Le référendum au Royaume-Uni a eu lieu sur fond d'inégalités sociales. Avec une certaine forme d'arrogance, les gens de la City ne se posaient pas la question s'il fallait un « Bremain » ou un « Brexit ». Il faut bien méditer tout cela.
Il y a un certain paradoxe dans le fait que certaines régions les plus pauvres ont voté pour le Brexit. Mais ce n'est pas l'Europe qui a porté les inégalités de la société britannique, mais la société britannique elle-même, à travers son gouvernement. Ne soyons pas injuste envers l'Europe.
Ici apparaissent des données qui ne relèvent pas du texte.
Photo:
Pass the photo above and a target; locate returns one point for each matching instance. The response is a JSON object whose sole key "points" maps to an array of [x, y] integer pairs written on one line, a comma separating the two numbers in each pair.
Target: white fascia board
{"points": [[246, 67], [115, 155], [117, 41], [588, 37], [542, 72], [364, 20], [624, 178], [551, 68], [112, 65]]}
Si nous alimentons l'euroscepticisme à chaque fois que quelque chose ne va pas, il ne faut pas s'étonner ensuite des résultats. Si nos propres insuffisances et nos faiblesses sont imputées à l'Europe, les gens finissent évidemment par le croire. Mais je crois que l'Europe a apporté des progrès, y compris sociaux. Et souvent d'ailleurs, il y a eu un combat acharné avec les Britanniques, qui eux voulaient le grand marché mais pas le reste.
J'ai eu une discussion intéressante avec Philip Hammond, avant le Brexit, sur le fait qu'il faudrait protéger mieux les Européens, notamment du point de vue de leur sécurité intérieure, extérieure et aussi sur le plan économique. J'ai pris l'exemple de la sidérurgie, car les Britanniques, comme nous, sont touchés par une crise dans ce domaine. En effet, les Chinois sont en surcapacité avec un acier bas de gamme, et le vendent moins cher. Ainsi, j'ai demandé à Philip Hammond, si l'Europe ne devrait pas trouver des moyens de se protéger ? Je ne parle pas du protectionnisme, mais de règles qui protègeraient nos industries. Il m'a répondu que le gouvernement britannique a une position différente, c'est-à-dire qu'il souhaite protéger uniquement l'acier, qui est pour eux stratégique, et que sur le reste, il fallait laisser faire le marché. Cette position s'est d'ailleurs traduite au niveau européen, car les Britanniques ont pu bénéficier des exonérations sur un certain nombre de contraintes que les Européens s'étaient fixés.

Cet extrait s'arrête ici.